底にライトの仕込まれた小さな噴水があって、今日のデートの記念写真のいいフォトスポットだと思った彼氏は彼女をその前に立たせ、携帯電話のカメラを構えた。
「はい、チーズ…」
昔ながらの合図でシャッターボタンを押そうとした彼は、ふと手を止め、カメラの向きを奥の植え込みの方に向けて、「カシャッ」と撮影した。

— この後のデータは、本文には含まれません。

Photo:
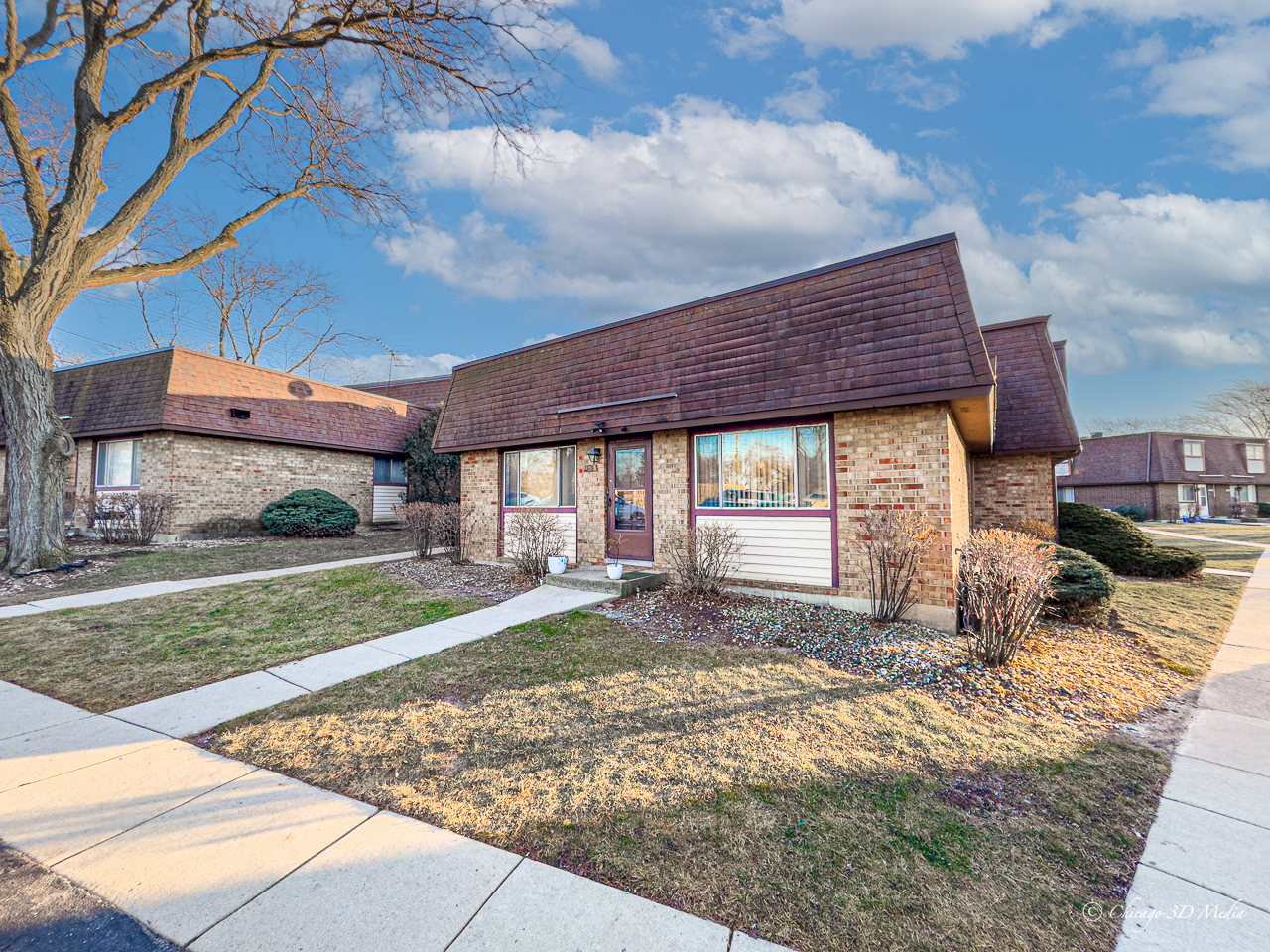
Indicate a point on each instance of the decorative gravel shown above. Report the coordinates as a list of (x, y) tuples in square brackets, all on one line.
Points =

カメラを構えたままぼうっとした顔で噴水の裏の木の方を見ている彼氏に彼女は怪訝な顔でポーズを取るのを止め、
「どうしたの?」
と寄ってきた。
「いや……、それが……」
と涼やかな柳の下の暗がりを見ている彼氏の視線を辿って顔をしかめた彼女は、
「ちょっと貸して」
と彼氏の手から携帯電話を取り上げ、今撮影した写真を見た。
綺麗な女が映っていた。
彼女はキイと嫉妬して、
「なによお、わたしより他の女撮してえ」
と怒ったが、彼氏はぼうっとした顔のまま、
「映ってるよなあ……、女の人が………」
と、まだ柳の下を見ながら言った。彼女は何もない柳の下を見て、
「おーい、大丈夫?」
と、彼氏の前で手を振り、彼はようやく彼女を見た。
「その人、ぼうっと現れて、すっと消えちゃったんだ」
「えー、なにそれ? お化け?」
真顔で頷く彼氏を(ふうーん)と睨みつつ彼女は写真を確かめた。
着物を着た女がカメラを見ている。前の植え込みが邪魔をして腰から上しか映ってないが、暗い中で色が乏しく、言われてみれば長い髪の毛や肩の辺りが滲んで背景が透けているように見えなくもない。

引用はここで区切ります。